Techno-optimism means that technological innovations drive progress and improvements in living standards and economic opportunities well beyond the epicentre. The economist William Nordhaus has shown that inventors of technology get about 2% of the economic value created by that technology. The remaining 98% of the value goes to society.

You can see this: it’s why most of the world has trains, and it’s why 66% of the world has access to the internet, and it’s why cutting-edge AI models like GPT4, Claude 3, Mistral, and LLaMA-2 will soon be in everyday use and replaced by better cutting-edge models. 

Techno-optimism means that economic opportunities, capitalist risk taking and global potential drastically increase. Techno-optimism means a world of exploration and adventure, of accomplishing things that used to be fiction. Techno-optimism means that we don’t just have one or two centres of global trade, we have a planet full of them.
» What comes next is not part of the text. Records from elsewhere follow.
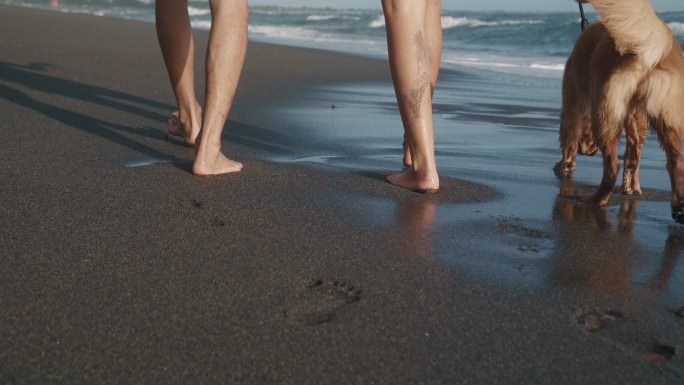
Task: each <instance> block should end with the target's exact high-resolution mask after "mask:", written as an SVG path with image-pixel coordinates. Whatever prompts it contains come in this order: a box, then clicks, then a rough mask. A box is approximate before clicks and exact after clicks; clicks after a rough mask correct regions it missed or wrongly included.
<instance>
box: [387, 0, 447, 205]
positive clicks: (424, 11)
mask: <svg viewBox="0 0 684 385" xmlns="http://www.w3.org/2000/svg"><path fill="white" fill-rule="evenodd" d="M382 5H383V10H384V12H385V20H386V23H387V45H388V49H389V61H390V68H391V70H392V80H393V81H394V90H395V93H396V96H397V102H398V104H399V111H400V112H401V118H402V122H403V124H404V130H405V133H406V134H407V136H408V145H409V149H410V151H411V156H412V161H413V162H412V164H411V167H410V168H409V169H407V170H405V171H403V172H401V173H397V174H392V175H390V176H388V177H387V180H388V181H389V182H390V183H392V184H394V185H397V186H400V187H403V188H407V189H410V190H414V191H421V192H433V191H437V190H438V189H439V176H438V175H437V165H436V163H435V148H434V146H435V138H434V128H433V125H432V97H431V95H430V87H431V79H432V74H431V72H432V70H431V63H430V54H429V48H428V43H427V40H426V31H425V18H426V8H427V7H426V4H425V2H423V1H415V0H383V1H382Z"/></svg>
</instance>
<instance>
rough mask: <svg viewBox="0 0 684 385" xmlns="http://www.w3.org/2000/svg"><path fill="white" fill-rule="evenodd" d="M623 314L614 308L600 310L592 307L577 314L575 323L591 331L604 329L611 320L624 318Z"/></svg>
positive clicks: (591, 331) (594, 331)
mask: <svg viewBox="0 0 684 385" xmlns="http://www.w3.org/2000/svg"><path fill="white" fill-rule="evenodd" d="M624 318H625V316H624V314H622V313H620V312H619V311H615V310H606V311H602V310H599V309H592V310H589V311H584V312H582V313H580V314H579V315H578V316H577V318H576V319H577V324H579V325H580V326H582V328H584V330H586V331H588V332H590V333H593V332H597V331H599V330H603V329H605V328H606V327H607V326H608V325H610V324H611V323H612V322H615V321H618V320H622V319H624Z"/></svg>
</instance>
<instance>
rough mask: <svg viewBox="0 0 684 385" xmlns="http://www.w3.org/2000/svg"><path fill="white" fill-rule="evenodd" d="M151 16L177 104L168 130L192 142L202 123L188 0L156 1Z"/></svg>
mask: <svg viewBox="0 0 684 385" xmlns="http://www.w3.org/2000/svg"><path fill="white" fill-rule="evenodd" d="M155 16H156V26H157V37H158V39H159V46H160V47H161V50H162V54H163V56H164V62H165V63H166V69H167V71H168V73H169V78H170V80H171V86H172V87H173V92H174V94H175V95H176V103H177V105H178V111H176V112H174V113H173V114H172V115H171V118H170V119H169V121H168V131H169V134H171V135H175V136H179V137H181V138H183V140H184V141H185V143H187V144H190V145H192V144H194V143H195V138H196V137H197V134H198V133H199V131H200V128H201V125H202V123H201V122H202V109H201V108H200V105H199V103H197V98H196V96H195V73H194V72H195V71H194V65H195V64H194V57H195V48H194V42H193V39H192V29H191V27H190V16H188V2H187V0H158V1H157V2H156V3H155Z"/></svg>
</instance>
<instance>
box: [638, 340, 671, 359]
mask: <svg viewBox="0 0 684 385" xmlns="http://www.w3.org/2000/svg"><path fill="white" fill-rule="evenodd" d="M676 356H677V349H676V348H675V347H672V346H670V345H665V344H661V343H659V342H656V343H654V344H653V347H652V348H651V351H650V352H648V353H646V354H644V355H643V356H642V357H641V359H642V360H644V361H646V362H651V363H654V364H664V363H666V362H667V361H671V360H673V359H674V358H675V357H676Z"/></svg>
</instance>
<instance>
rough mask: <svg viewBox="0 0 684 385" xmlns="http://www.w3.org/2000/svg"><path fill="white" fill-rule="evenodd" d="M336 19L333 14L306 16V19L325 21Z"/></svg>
mask: <svg viewBox="0 0 684 385" xmlns="http://www.w3.org/2000/svg"><path fill="white" fill-rule="evenodd" d="M332 19H337V16H335V15H310V16H308V17H307V18H306V20H307V21H326V20H332Z"/></svg>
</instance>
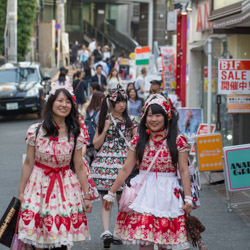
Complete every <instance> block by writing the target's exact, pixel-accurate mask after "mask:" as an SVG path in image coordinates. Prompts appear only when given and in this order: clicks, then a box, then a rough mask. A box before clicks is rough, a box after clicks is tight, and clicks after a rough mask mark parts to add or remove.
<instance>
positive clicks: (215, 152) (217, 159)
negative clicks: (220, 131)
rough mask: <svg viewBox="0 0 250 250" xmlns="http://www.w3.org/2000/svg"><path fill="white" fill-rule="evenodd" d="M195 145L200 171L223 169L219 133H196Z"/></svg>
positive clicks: (221, 148) (220, 139)
mask: <svg viewBox="0 0 250 250" xmlns="http://www.w3.org/2000/svg"><path fill="white" fill-rule="evenodd" d="M196 147H197V159H198V163H199V168H200V171H202V172H203V171H215V170H222V169H223V160H222V155H223V153H222V138H221V134H207V135H198V136H197V137H196Z"/></svg>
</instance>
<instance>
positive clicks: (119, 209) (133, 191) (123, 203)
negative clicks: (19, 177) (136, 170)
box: [119, 142, 164, 213]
Techno-optimism means that we don’t only have a couple of locations producing cutting edge technology, we have one on every continent. Techno-optimism means that every child worldwide can become an engineer, a scientist, an economist or an entrepreneur. It means that if you have an idea, you can start a business and make it.

All you and everyone have to do is decide whether to join the fun. It’s easy to join, and you can even do so passively: thanks to the 1980s financial markets liberalisation, you can simply buy a low cost index fund. You can be part of the 98%.

Forget everything else. Every government policy should embrace the free market and create fiscal and monetary conditions conducive to increasing GDP per capita growth through technology innovation and productivity growth for the next decade. Economic growth is back. Like Pete "Maverick" Mitchell in Top Gun Maverick, we’re aiming for Mach 10 economic growth.